Two indictments were returned against the appellee for selling whisky to a minor. The first charged him with selling to a minor on the 15th day of January ; the second, with selling to the same minor on the 15th day of February, of the same year. He entered a plea of guilty to the second indictment, and when the other case was called for trial, he interposed a plea of former conviction, relying upon the judgment upon the plea of guilty in the first case as a bar. On the trial of the issue under this plea before the court, a jury being waived, the state proved that the defendant had made sales of liquor to the minor prior to the 15th day of February, the date of the sale charged in the second indictment, and within one year of the finding of the first indictment, and also other sales subsequent to the time laid in the second indictment. The court found in favor of the defendant, sustained his plea of former conviction and discharged him. The state appealed.
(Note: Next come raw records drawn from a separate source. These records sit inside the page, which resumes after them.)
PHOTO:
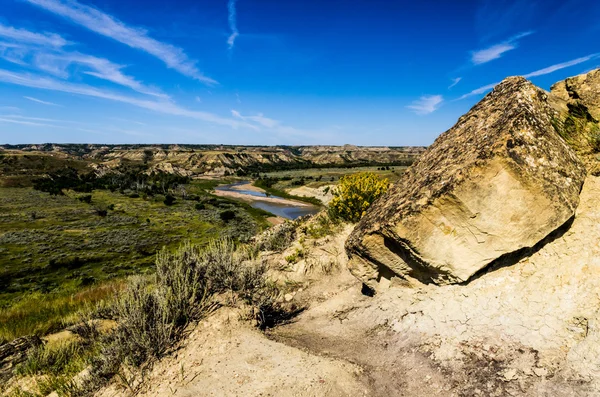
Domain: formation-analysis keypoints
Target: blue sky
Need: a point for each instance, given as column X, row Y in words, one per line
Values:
column 365, row 72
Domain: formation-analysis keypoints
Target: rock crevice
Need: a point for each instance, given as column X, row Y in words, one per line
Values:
column 499, row 181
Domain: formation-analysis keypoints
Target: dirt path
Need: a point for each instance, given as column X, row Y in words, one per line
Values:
column 530, row 329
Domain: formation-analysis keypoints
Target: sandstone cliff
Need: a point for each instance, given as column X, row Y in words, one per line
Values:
column 499, row 181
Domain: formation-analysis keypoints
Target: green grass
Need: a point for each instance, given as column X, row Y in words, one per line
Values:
column 55, row 248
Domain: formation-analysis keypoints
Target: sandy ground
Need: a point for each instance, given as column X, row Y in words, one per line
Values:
column 251, row 199
column 315, row 192
column 527, row 329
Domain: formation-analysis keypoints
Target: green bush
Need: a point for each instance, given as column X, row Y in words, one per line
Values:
column 169, row 200
column 227, row 215
column 354, row 195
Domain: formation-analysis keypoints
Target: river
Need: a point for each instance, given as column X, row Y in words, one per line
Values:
column 284, row 208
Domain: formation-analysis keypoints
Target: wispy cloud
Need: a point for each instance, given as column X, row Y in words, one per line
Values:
column 540, row 72
column 426, row 104
column 455, row 82
column 558, row 66
column 100, row 68
column 24, row 122
column 107, row 25
column 276, row 127
column 57, row 62
column 258, row 119
column 165, row 107
column 22, row 35
column 40, row 101
column 232, row 23
column 495, row 51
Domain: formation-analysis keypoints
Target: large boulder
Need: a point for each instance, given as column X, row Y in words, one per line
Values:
column 582, row 91
column 499, row 181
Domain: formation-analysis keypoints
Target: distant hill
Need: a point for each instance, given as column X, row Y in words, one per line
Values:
column 196, row 160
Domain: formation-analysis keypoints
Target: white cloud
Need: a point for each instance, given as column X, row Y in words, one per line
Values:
column 40, row 101
column 34, row 81
column 107, row 25
column 258, row 119
column 100, row 68
column 455, row 82
column 22, row 122
column 495, row 51
column 558, row 66
column 540, row 72
column 232, row 18
column 426, row 104
column 58, row 61
column 276, row 127
column 22, row 35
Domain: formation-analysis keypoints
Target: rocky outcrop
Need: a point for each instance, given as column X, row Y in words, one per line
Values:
column 499, row 181
column 582, row 90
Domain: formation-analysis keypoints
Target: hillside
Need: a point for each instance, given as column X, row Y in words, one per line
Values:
column 197, row 160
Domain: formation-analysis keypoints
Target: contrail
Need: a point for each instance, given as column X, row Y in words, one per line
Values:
column 232, row 23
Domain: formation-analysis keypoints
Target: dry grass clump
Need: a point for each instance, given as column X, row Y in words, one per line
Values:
column 153, row 314
column 278, row 238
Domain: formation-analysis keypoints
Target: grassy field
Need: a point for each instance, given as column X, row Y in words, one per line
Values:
column 58, row 253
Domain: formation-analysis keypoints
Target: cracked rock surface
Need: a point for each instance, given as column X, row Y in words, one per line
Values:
column 499, row 181
column 531, row 329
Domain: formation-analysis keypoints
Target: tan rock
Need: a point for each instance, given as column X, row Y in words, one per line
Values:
column 499, row 181
column 583, row 90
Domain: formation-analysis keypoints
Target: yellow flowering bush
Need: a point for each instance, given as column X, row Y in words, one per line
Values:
column 354, row 195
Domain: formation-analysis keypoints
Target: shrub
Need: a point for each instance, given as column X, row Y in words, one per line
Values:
column 321, row 226
column 227, row 215
column 277, row 238
column 354, row 195
column 169, row 199
column 86, row 198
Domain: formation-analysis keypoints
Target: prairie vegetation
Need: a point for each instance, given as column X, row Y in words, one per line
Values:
column 57, row 252
column 152, row 314
column 354, row 195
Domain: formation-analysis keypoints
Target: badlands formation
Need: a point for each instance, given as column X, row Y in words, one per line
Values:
column 477, row 275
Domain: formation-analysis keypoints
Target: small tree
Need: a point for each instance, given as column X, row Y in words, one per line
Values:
column 354, row 195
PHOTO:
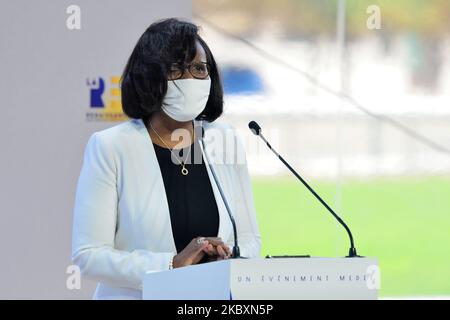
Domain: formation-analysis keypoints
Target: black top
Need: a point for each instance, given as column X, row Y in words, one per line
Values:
column 192, row 206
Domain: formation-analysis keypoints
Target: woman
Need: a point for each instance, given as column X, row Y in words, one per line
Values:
column 146, row 197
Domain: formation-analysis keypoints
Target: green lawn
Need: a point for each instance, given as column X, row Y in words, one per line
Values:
column 404, row 222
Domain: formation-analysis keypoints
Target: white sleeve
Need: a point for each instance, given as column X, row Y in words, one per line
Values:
column 94, row 225
column 248, row 232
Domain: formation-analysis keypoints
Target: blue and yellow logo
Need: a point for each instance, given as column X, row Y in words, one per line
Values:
column 102, row 106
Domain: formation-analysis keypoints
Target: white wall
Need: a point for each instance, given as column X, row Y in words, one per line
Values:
column 44, row 101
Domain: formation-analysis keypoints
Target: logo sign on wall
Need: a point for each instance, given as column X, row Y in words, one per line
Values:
column 105, row 100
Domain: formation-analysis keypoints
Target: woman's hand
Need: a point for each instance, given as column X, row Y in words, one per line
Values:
column 191, row 254
column 217, row 249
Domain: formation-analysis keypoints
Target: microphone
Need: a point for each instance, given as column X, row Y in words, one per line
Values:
column 256, row 129
column 236, row 253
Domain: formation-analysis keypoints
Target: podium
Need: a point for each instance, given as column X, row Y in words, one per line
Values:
column 267, row 279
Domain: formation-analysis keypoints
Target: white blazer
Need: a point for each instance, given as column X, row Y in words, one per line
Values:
column 122, row 227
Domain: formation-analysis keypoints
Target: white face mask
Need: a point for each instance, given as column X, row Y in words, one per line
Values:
column 186, row 98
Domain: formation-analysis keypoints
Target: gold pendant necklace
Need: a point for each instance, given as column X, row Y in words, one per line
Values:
column 184, row 171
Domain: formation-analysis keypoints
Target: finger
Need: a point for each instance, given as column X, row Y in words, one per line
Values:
column 221, row 252
column 201, row 246
column 215, row 240
column 210, row 250
column 227, row 250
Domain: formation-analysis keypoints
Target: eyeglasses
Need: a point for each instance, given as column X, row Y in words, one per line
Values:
column 199, row 70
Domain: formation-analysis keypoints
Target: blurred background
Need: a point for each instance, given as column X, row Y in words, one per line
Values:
column 362, row 112
column 354, row 94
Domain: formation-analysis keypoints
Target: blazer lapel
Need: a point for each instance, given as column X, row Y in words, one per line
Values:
column 225, row 226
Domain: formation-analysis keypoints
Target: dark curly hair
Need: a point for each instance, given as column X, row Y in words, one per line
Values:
column 144, row 80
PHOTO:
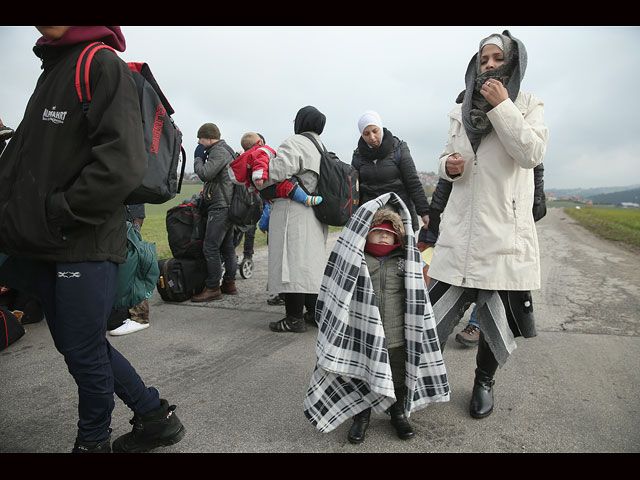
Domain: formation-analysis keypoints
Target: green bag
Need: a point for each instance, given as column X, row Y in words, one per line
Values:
column 137, row 277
The finding is not sustained by the proof. Each sale of liquor by the defendant to the minor was a separate offense, and there could be as many convictions as there were sales made. (Emerson v. State, 43 Ark., 372.) It is true the state may preclude the possibility of more than one conviction, even where there have been many sales, by taking a wide range in the proof, putting all the guilty sales in evidence, and relying upon the whole proof for a single conviction. In that case the defendant can be convicted upon the proot of any one of the sales made within a year of the finding of the indictment, and it is the established rule that the former conviction is a bar to a subsequent indictment for any offense of which the defendant might have been convicted upon the testimony under the indictment in the first case. Nunnelly’s case, Ark., 68, is an illustration in point. But it is necessary in this class of cases, as in others, for the defendant, in order to sustain a plea of former conviction, not only to produce the record of conviction, but to show that he has been tried for the same oflense for which he is being prosecuted. The defendant in this case offered no parol testimony at all to sustain his plea, but relied upon the record of conviction.
There is no presumption that the sale made on the 15th of February is the same sale charged to have been made on the 15th of January (Emerson v. State, sup.), and the fallacy that the conviction in the case that had already been tried might have been had upon proof of a sale made on the day charged in the pending indictment, is exposed by the record of conviction itself. It is shown on the face of it that the defendant entered his plea of guilty to the specific charge laid in the indictment — that is, to a sale made on the 15th day of February. This judgment is therefore a conviction of selling on that day and no other, and cannot be successfully pleaded as a bar to a prosecution for an illegal sale made upon any other day.
The judgment must be reversed, and the cause remanded for further proceedings.